In a landmark decision, the Court of Appeal has potentially opened avenues for consumers to claim billions over mis-sold motor finance deals, highlighting breaches in fiduciary duties by car dealers.
The Court of Appeal’s recent verdict has significant implications for the motor finance sector. It found that several motor dealers, acting as credit brokers, failed to adequately disclose commission arrangements within credit agreements for second-hand vehicle purchases. As a result of these omissions, lenders could be ordered to repay substantial amounts in commission fees to affected borrowers.
Three pivotal appeals were presented before the court, where consumers had been offered finance deals for used cars under £10,000. In one instance, commission details were entirely undisclosed, while for the others, they were superficially mentioned in the small print, a practice the court deemed insufficient to inform consumers adequately.
The judges—Lady Justice Andrews, Lord Justice Birss, and Lord Justice Edis—delivered a unanimous judgement, asserting that the dealers owed a ‘disinterested duty’ to their clients. The ruling pointed out a fiduciary relationship existed, where a conflict of interest arose due to undeclared commissions, and consumers’ consent to these commissions was neither informed nor comprehensive.
In past cases, partial disclosure of commissions might have sufficed to protect lenders from primary liability, provided such disclosure negated any secrecy. However, the court clarified that merely including a statement about possible commission in the loan documents’ small print—where borrowers are unlikely to notice—is inadequate unless explicitly brought to the customer’s attention.
Specifically, in one appeal linked to FirstRand Bank, the court described the commission detail as ‘hidden in plain sight’, further determining that the lender bore primary liability due to the lack of transparency. Similar conclusions led to a repayment order of £1,650 plus interest in one case, while determinations on the other two remain pending.

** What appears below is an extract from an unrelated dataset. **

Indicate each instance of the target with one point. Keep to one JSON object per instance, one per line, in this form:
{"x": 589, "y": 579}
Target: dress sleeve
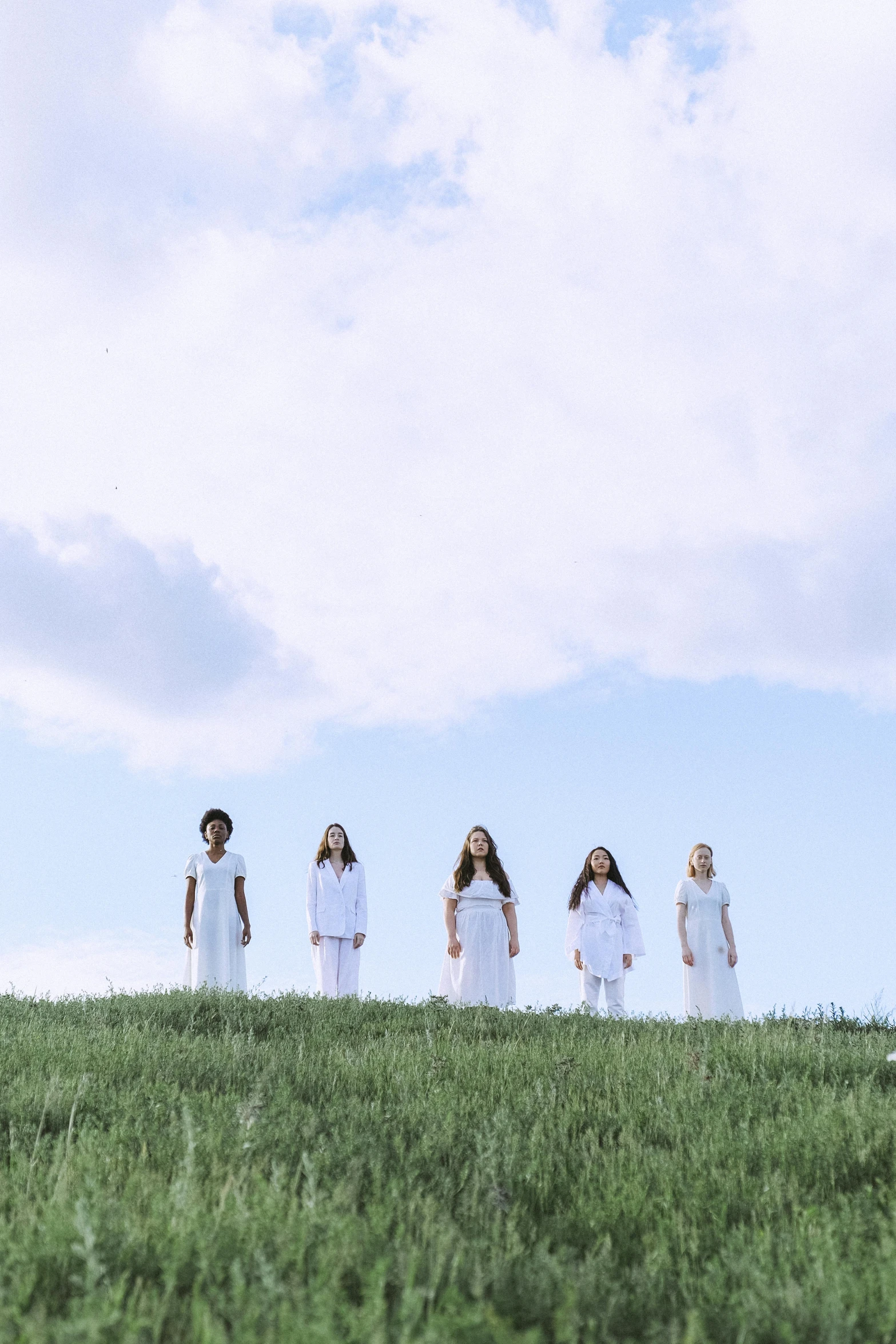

The ruling has emboldened law firms like Manchester’s Consumer Rights Solicitors, which has 17,000 claims awaiting resolution, and other firms including HD Law and Sentinel Legal to further pursue such claims. These firms argue that the potential payouts from cases like this could reach as high as £42bn, implying widespread consumer impact across many lenders.
Kevin Durkin of HD Law remarked on the ruling’s importance, highlighting the guidance it offers against the opaque practices of lenders, such as secret commissions that increase borrower costs unwittingly. Meanwhile, Sam Ward from Sentinel Legal emphasised this development as a major victory for consumer rights, compelling lenders to rectify their opaque financial dealings.
The Court of Appeal also noted existing judicial tensions between prior cases, Hurstanger and Wood, regarding the full extent of lender liability in these scenarios. It pointed out the need for further scrutiny, possibly by the Supreme Court, to conclusively define under what conditions a secret commission results in a principal liability for lenders.
This ruling not only sets a precedent but also signals to lenders the imperative of implementing transparent practices in their financial arrangements, ensuring full disclosure to protect consumer interests.
The Court of Appeal’s decision marks a critical moment for consumer justice in the realm of motor finance. By ruling against non-disclosure of commission-related information, the court has underscored the importance of transparency and fiduciary responsibility in financial transactions. This development promises to significantly impact lenders and dealers, urging them towards more open and consumer-friendly practices. It also opens potential claims routes for numerous affected individuals, setting the stage for substantial repayments and possibly reshaping industry norms.